How does an insurance company lose that much money? More important, why does the United States keep pouring more money down that particular drain? When does the government decide that enough is enough and simply allow AIG to collapse?

All good questions. Many of the answers can be found in a Feb. 27 New York Times column by Joe Nocera (tinyurl.com/bkaf37).

The story of how this happened is distressingly familiar. Financial industry hotshots got a little too creative and a little overconfident about risks they were taking. And by a little creative and overconfident, of course, we mean massively so.

As Nocera explains it, as the housing bubble inflated, AIG engaged in what they referred to as "regulatory arbitrage" and "ratings arbitrage."

In both cases, what that meant was exploiting loopholes to charge large fees to make mortgage-backed securities held by banks appear to be virtually risk-free.

AIG extended "credit-default swaps" -- exotic financial instruments that essentially insured banks against losses in mortgage-backed securities, but without any of the inconvenient regulatory requirements of genuine insurance, such as reserve requirements to cover potential losses.

In return, the banks got the sweet cover of AIG's AAA bond rating, which helped them sell the securities. Banks also transferred the risk of loss to AIG, which lowered their own capital reserve requirements.

Everything would have been golden if the housing market had defied gravity and history and continued to climb forever.

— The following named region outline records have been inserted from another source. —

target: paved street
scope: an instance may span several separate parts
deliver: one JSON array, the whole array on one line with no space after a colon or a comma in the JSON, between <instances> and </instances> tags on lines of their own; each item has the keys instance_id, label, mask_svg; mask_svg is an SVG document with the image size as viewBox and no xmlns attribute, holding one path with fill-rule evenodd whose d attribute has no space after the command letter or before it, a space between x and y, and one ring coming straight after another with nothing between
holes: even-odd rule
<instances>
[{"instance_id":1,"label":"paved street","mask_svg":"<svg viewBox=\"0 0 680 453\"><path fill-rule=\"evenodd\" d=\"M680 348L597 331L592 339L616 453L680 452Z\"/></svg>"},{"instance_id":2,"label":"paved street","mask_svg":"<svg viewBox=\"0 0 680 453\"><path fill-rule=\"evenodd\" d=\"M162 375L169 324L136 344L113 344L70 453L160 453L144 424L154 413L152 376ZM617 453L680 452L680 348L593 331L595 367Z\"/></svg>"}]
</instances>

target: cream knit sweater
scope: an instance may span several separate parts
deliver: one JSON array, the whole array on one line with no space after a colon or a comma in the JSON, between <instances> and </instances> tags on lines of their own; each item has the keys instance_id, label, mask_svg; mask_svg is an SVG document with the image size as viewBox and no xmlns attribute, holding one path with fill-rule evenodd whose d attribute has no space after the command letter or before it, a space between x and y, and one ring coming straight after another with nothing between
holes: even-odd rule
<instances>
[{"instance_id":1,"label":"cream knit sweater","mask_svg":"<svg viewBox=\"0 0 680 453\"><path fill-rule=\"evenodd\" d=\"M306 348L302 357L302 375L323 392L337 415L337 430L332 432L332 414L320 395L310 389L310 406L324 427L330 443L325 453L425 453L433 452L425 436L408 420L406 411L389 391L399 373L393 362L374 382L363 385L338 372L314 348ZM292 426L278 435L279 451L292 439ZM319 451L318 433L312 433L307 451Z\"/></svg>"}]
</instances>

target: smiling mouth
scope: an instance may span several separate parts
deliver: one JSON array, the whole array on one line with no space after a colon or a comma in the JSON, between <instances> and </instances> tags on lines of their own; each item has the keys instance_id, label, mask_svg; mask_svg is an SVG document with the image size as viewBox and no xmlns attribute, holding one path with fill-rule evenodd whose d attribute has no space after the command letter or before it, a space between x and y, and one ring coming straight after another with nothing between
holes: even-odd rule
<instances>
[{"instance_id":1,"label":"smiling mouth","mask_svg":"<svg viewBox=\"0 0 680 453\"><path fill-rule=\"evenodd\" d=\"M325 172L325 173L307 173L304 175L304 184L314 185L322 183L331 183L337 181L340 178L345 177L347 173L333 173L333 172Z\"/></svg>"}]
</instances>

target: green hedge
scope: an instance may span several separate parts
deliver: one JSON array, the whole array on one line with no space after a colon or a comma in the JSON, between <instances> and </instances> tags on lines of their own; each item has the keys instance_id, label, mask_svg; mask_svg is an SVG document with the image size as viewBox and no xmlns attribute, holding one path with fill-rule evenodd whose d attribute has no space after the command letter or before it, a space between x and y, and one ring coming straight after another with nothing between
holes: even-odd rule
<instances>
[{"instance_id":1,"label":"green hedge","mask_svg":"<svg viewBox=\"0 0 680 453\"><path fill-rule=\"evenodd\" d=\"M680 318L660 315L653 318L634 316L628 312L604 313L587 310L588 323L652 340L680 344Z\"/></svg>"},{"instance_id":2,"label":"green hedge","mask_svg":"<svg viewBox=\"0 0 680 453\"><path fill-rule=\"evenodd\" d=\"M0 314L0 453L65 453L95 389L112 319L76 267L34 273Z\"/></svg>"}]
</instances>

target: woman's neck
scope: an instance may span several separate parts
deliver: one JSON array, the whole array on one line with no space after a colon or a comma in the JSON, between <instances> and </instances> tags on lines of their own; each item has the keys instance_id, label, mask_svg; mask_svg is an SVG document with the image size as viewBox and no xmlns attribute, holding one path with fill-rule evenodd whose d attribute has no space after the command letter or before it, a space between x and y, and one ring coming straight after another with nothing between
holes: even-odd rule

That didn't happen, of course. The bubble burst. As the mortgage-backed securities it had guaranteed grew more toxic, AIG's exposure grew exponentially. Its losses have continued to mount.

So why not let AIG collapse? Because, as Seamus P. McMahon, a banking expert at Booz & Company, told Nocera, doing so would force AIG's partners-in-idiocy -- a distressingly pervasive host of other financial institutions -- to "face their own capital and liquidity crisis, and we could have a domino effect." According to Nocera, practically the entire Western banking system would be at risk.

That could completely lock up the credit market -- the lifeblood of the economy.

U.S. taxpayers don't know who AIG's partners in stupidity are. Despite the 80 percent ownership and the billions of dollars in bailouts, such information remains private. Several Democratic lawmakers are choking on that lack of transparency. Perhaps they'll be able to force some sunlight onto the situation.

In the meantime, Congress should turn taxpayers' anger into regulatory action to ensure they aren't made the hapless marks of a bunch of overeducated scam artists ever again.